When you are prompted for a license file, specify the following location:
/s/intel_cc-11.0/common/licenses/NCOM_L_CMP_CPP_NRGF-WJJ5F3HH.lic
If anyone has trouble getting the license to work, please contact the instructor.
Next, modify the Makefile of the task library to use the
Intel C++ STM compiler, which should be located at:
<install_dir>/intel/Compiler/11.0/606/bin/intel64/icpc
Note that to use TM, you will need to specify the -Qtm_enabled flag for both the compile and link steps.
To execute the resulting program, you will also need to set the LD_LIBRARY_PATH environment variable to point to:
<install_dir>/intel/Compiler/11.0/606/lib/intel64
NOTE: Students have reported issues installing the compiler on the ale machines, and possibly other machines. Students have reported that installations performed on the clover machines have worked correctly. Please contact the TA if you have an issue with an installation performed on a clover node.
Problem 2: Three Queue Implementations
The goal of problem 2 is to make three versions of a work stealing task queue, one using coarse grained locks, one using fine grained locks, and one that uses transactions instead of locks to provide atomic operations.
As described in the Intel
documentation, use atomic blocks to synchronize the
implementations of Lookup(), Set(), and Remove(). This is done using
the __tm_atomic construct, as well as
annotating any method or function called within a transaction with
__attribute__((tm_callable)). You may
find other useful constructs in the documentation. Feel free to
experiment.
You can get statistics on your transactions by setting the environment
variable ITM_STATISTICS to "simple" or "verbose" (remove quotes). The
statistics will be written out to a file called itm.log.

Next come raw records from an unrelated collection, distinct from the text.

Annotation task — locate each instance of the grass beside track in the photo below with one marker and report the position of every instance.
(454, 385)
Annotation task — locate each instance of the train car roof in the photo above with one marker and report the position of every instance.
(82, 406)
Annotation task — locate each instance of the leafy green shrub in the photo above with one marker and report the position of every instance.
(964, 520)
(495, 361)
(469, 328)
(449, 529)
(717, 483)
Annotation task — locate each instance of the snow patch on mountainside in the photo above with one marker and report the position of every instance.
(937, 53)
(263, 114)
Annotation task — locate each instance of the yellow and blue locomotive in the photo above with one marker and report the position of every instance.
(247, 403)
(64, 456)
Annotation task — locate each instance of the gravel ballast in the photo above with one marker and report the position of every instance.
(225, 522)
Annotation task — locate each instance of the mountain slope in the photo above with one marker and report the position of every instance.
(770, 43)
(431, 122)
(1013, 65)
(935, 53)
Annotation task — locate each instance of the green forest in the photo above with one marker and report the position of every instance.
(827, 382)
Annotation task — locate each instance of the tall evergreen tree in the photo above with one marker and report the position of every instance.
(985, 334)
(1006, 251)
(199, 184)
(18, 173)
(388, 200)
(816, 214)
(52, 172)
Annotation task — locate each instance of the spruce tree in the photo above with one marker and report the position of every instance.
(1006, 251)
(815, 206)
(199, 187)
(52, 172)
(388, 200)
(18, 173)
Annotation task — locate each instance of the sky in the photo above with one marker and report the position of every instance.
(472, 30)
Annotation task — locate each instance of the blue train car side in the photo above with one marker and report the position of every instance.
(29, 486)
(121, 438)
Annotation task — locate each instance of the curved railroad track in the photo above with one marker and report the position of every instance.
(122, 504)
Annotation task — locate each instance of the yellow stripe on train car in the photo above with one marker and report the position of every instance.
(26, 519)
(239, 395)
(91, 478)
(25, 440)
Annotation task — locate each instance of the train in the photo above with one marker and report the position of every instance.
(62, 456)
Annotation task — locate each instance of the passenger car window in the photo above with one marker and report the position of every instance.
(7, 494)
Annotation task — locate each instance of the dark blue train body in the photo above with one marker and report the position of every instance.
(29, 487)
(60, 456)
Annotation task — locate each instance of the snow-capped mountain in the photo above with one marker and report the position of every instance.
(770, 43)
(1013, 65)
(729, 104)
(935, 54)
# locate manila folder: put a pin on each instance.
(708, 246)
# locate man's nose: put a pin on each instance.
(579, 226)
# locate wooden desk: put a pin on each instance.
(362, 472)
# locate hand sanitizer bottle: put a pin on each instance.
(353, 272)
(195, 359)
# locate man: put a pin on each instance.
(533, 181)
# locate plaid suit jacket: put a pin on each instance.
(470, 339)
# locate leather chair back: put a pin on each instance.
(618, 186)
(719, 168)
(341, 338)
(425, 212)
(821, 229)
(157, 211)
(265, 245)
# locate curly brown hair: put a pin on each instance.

Problem 3: Description of Synchronization Strategies
Describe where and how you used transactions to synchronize your
code. Describe where you felt transactions weren't appropriate.
Problem 4: Evaluation
Evaluate the performance of your three implementations using the test programs in the distributed tarball. You should use the following input sizes:
| Input |
fib | 50 (numthreads) |
heat | -benchmark long -nproc (numthreads) |
matmul | -n 1000 -nproc (numthreads) |
plu | -n 4096 -nproc (numthreads) |
You should run evaluation experiments for each queue implementation.
Also, for the transactional queue, set the ITM_STATISTICS variable to
verbose. Include a print-out of the "GRAND TOTAL" section of each
with your report.
Problem 5: Questions (Submission Credit)
- Is transactional memory the best thing since sliced bread?
- What did you observe in the transactional statistics? What sort of differences did you see between the fine-grained parallelism, and the more coarse-grained parallelism of the transactional tests?
- Describe any restructuring you did to the program to improve performance.
- Which implementation -- lock-based or transaction-based -- performed best?
- Which was easier overall -- writing the transactional version, or writing the fine-grained locking version? Include
estimates of coding and debugging time.
Tips and Tricks
Start early.
What to Hand In
Please turn this homework in on paper at the beginning of
lecture. Please STAPLE the pages together (paper clips are
better than nothing, but staples are preferred).
Your code from the queue implementations.
Your results from Problem 4.
Answers to questions in Problem 5.
Important: Include your name on EVERY page.